Posted on: March 12th, 2013

Rayola Creative has launched its new Web site. The last time we updated our site was somewhere around 2001. The first iPod was about a year in the future, Wikipedia had just launched, and Russian space station Mir fell into the Pacific Ocean. Yeah, that does seem like a long, long time to go without updating our site. All we can say is, we’ve done a heck of a lot of work in the last 12 years, and we’re pretty excited to have the new Rayola portfolio online so we can show you what we’ve been up to.

Over the next while we’ll be adding lots more work, particularly examples of environmental pieces (i.e. tradeshow booths and displays, banners, signage) which have been harder to create nice web images for. In the meantime, there are loads of magazines, books and Web sites to browse. Many of the books and magazines link straight to their publisher’s site where you can buy a copy or read an issue; the Web sites we’ve made are for folks we really admire so please click through and view their sites.
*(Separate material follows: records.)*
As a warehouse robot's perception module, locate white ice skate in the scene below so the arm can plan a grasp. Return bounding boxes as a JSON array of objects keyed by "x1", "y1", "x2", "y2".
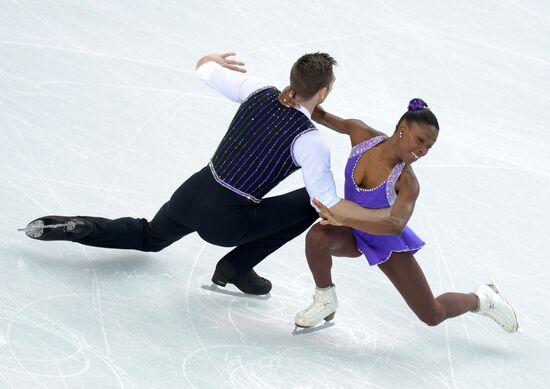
[
  {"x1": 294, "y1": 285, "x2": 338, "y2": 328},
  {"x1": 473, "y1": 280, "x2": 519, "y2": 332}
]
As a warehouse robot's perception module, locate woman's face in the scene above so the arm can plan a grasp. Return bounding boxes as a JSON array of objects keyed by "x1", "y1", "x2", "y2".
[{"x1": 399, "y1": 122, "x2": 439, "y2": 164}]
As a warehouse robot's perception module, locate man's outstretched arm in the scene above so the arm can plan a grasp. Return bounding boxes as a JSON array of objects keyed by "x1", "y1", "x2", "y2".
[{"x1": 196, "y1": 53, "x2": 269, "y2": 103}]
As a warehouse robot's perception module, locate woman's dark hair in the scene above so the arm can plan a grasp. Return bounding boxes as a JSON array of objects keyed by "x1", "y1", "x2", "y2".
[
  {"x1": 290, "y1": 53, "x2": 336, "y2": 99},
  {"x1": 395, "y1": 98, "x2": 439, "y2": 131}
]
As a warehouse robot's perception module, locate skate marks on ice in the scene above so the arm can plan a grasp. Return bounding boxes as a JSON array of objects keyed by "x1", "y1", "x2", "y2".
[
  {"x1": 201, "y1": 284, "x2": 271, "y2": 300},
  {"x1": 292, "y1": 321, "x2": 334, "y2": 336}
]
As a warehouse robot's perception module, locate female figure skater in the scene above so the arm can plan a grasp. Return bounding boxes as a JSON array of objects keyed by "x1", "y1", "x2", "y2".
[{"x1": 280, "y1": 90, "x2": 518, "y2": 332}]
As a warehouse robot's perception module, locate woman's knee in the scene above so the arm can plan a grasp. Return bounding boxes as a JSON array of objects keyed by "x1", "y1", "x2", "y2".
[
  {"x1": 415, "y1": 300, "x2": 445, "y2": 327},
  {"x1": 306, "y1": 223, "x2": 337, "y2": 249}
]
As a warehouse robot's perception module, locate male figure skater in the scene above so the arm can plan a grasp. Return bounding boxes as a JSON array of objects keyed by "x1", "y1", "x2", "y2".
[{"x1": 26, "y1": 53, "x2": 388, "y2": 295}]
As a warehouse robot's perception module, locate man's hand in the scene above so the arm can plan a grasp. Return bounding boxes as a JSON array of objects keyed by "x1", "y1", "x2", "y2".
[
  {"x1": 312, "y1": 199, "x2": 344, "y2": 227},
  {"x1": 196, "y1": 53, "x2": 246, "y2": 73}
]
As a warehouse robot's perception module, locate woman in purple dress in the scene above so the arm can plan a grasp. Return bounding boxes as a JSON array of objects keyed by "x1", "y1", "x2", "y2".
[{"x1": 280, "y1": 90, "x2": 518, "y2": 332}]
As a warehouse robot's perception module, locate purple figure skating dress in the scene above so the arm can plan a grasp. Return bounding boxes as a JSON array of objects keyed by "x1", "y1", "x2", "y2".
[{"x1": 345, "y1": 135, "x2": 424, "y2": 266}]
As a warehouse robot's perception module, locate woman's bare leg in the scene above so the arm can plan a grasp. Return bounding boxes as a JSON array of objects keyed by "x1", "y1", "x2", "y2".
[
  {"x1": 306, "y1": 223, "x2": 361, "y2": 288},
  {"x1": 378, "y1": 253, "x2": 478, "y2": 326}
]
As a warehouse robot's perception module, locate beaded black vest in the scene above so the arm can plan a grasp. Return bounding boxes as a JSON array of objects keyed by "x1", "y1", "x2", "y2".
[{"x1": 209, "y1": 87, "x2": 317, "y2": 202}]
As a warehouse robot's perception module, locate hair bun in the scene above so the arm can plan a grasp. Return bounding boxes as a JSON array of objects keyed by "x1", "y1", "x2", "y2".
[{"x1": 409, "y1": 98, "x2": 428, "y2": 111}]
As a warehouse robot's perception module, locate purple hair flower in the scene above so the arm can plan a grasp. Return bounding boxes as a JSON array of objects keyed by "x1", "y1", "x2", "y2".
[{"x1": 409, "y1": 98, "x2": 428, "y2": 111}]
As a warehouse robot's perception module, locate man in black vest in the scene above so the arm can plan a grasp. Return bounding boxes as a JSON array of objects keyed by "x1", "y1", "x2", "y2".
[{"x1": 22, "y1": 53, "x2": 388, "y2": 295}]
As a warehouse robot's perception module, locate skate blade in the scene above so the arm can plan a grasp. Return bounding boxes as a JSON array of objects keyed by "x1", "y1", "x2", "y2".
[
  {"x1": 491, "y1": 277, "x2": 525, "y2": 334},
  {"x1": 17, "y1": 220, "x2": 44, "y2": 238},
  {"x1": 292, "y1": 321, "x2": 334, "y2": 336},
  {"x1": 201, "y1": 284, "x2": 271, "y2": 300}
]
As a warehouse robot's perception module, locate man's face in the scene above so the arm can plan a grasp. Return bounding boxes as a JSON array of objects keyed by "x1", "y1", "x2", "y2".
[{"x1": 317, "y1": 73, "x2": 336, "y2": 104}]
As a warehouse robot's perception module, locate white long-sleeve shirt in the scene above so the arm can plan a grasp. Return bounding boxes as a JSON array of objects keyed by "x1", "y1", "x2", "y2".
[{"x1": 196, "y1": 61, "x2": 341, "y2": 209}]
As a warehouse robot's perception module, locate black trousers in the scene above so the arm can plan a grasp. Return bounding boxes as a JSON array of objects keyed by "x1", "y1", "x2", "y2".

In 2011, after 22 years in business, we changed our name from Rayola Graphic Design to Rayola Creative. We started as print designers in the 1980s (we’re talking the pre-Internet, pre-computer era — seriously old skool) and have since grown into a full-service agency which handles design, communication and strategy for print, web and digital, including media buys and ad sales. We also created a division a few years ago, Mutasis Media, for our client-focussed web hosting services, a micro-press book imprint, and a small record label.

No promises about frequent postings here: we don’t have much to say about design — the work we do for our clients speaks for itself.

And in case you’re ever nostalgic for the old Rayola Flash site, we’ve archived it for here your viewing pleasure.